Dailies is a round-up of essential film writing, news bits, videos, and other highlights from across the Internet. If you’d like to submit a piece for consideration, get in touch with us in the comments below or on Twitter at @TheFilmStage.
Francis Ford Coppola has relaunched Zoetrope.com as a virtual studio for the writing community and a showcase for short films.
Cinephilia and Beyond have posted an appreciation of The Assassination of Jesse James By the Coward Robert Ford, including the full script and more:
The Assassination of Jesse James by the Coward Robert Ford is a contemplative, slow-paced, superbly acted piece of contemporary filmmaking which has to be considered an important player in the 21st century revival of the Western genre, an artistically accomplished, technically brilliant exploration of one of the founding myths of American identity, and a movie whose stature is bound to rise in the decades to come.

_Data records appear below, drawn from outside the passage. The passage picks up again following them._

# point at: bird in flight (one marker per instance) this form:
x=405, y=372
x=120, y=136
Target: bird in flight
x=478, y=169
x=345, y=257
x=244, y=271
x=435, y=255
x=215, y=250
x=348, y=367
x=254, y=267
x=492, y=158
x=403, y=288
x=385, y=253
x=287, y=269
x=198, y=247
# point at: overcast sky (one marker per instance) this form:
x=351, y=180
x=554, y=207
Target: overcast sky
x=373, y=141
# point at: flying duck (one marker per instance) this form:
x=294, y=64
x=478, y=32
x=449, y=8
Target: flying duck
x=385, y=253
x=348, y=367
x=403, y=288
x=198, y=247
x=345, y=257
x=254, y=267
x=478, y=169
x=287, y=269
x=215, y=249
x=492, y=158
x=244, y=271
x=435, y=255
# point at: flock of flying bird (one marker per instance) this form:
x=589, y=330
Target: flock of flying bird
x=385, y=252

Watch a video imagining if other films were edited like Requiem for a Dream:
Mogwai has listed their 10 favorite Criterion films:
Deciding which Akira Kurosawa film to choose for this list was extremely difficult, as he made so many tremendous films. Rashomon, Seven Samurai, and Yojimbo are all amazing, but I love this version of Macbeth. During the final scene, Kurosawa had trained archers fire real arrows at Toshiro Mifune. Brilliant. —MB
Watch a trailer for a French retrospective of Hou Hsiao-Hsien‘s films, newly restored:
Criterion‘s Kier-La Janiesse on their recently released Carnival of Souls:
In the sixteenth century, the medieval notion of purgatory as a physical place started losing favor to a broader conceptualization of it as a liminal state of being. As the centuries wore on and Dante’s seven-terraced description of purgatory in The Divine Comedy was increasingly accepted as allegorical, even within the church itself, the concept called attention to other relationships that were appearing in newly emerging secular philosophy and psychology—such as those between the sleeper and the dream world, the existentialist and the Absurd. Those ideologies challenged the objective physical definition of “place” itself, posing the question of how much of our experience unfolds solely within the confines of our own imaginations.